Final colloquium Zekai Chen
31 January 2025 10:00 till 11:00 - Location: ME-Lecture Hall B - Isaac Newton, 34.A-0-720 - By: DCSC | Add to my calendar
LiDAR Enhanced Closed-loop Active Wake Mixing Control
Supervisor: prof. dr. ir. J.W. van Wingerden
Abstract: Wind energy plays an essential role in the sustainable development of our future. In wind farms, where multiple turbines operate in arrays, turbines are subject to the wake effect—a phenomenon of aerodynamic interactions that significantly reduces power production in downstream turbines, increases structural loading, and shortens turbine lifespan. To mitigate these challenges, wake mixing control strategies are employed to enhance the mixing of free-stream air with the turbine wake, thereby improving overall wind farm performance. Among these strategies, the Helix approach has garnered attention for its consistent mixing of high- and low-energy air, leading to substantial increases in downstream turbine power production. Currently, the Helix approach is implemented in an open-loop manner. This is not an issue under uniform wind conditions.

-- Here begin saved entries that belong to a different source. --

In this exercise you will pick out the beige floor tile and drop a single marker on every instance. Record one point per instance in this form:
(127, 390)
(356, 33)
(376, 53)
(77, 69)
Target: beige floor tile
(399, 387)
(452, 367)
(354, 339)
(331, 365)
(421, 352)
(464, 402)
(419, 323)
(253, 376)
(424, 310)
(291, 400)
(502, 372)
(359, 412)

However, in the presence of external uncertainty such as wind shear and turbulence, the effectiveness of the Helix is compromised, occasionally causing more harm than benefit. This reveals an urgent demand for a closed-loop control method. Consequently, this work developed a closed-loop active wake mixing framework that integrates LiDAR as the feedback mechanism to measure the flow information. The framework consists of a LiDAR subsystem for real-time flow data acquisition and processing, and a control subsystem for managing the complex system with time-delay in real-time. The designed framework is simulated in QBlade under different wind conditions. Results demonstrate that it effectively rectifies the Helix under some external disturbances and improves power production in a two-turbine setup under shear and combined shear-turbulence conditions. However, limitations are noted in handling high-frequency disturbances. Despite these limitations, the proposed framework demonstrates great potentials, offering a novel perspective in deploying wake mixing strategies. It provides a platform for integration with other control strategies, such as phase synchronization, to further improve the wind farm performance.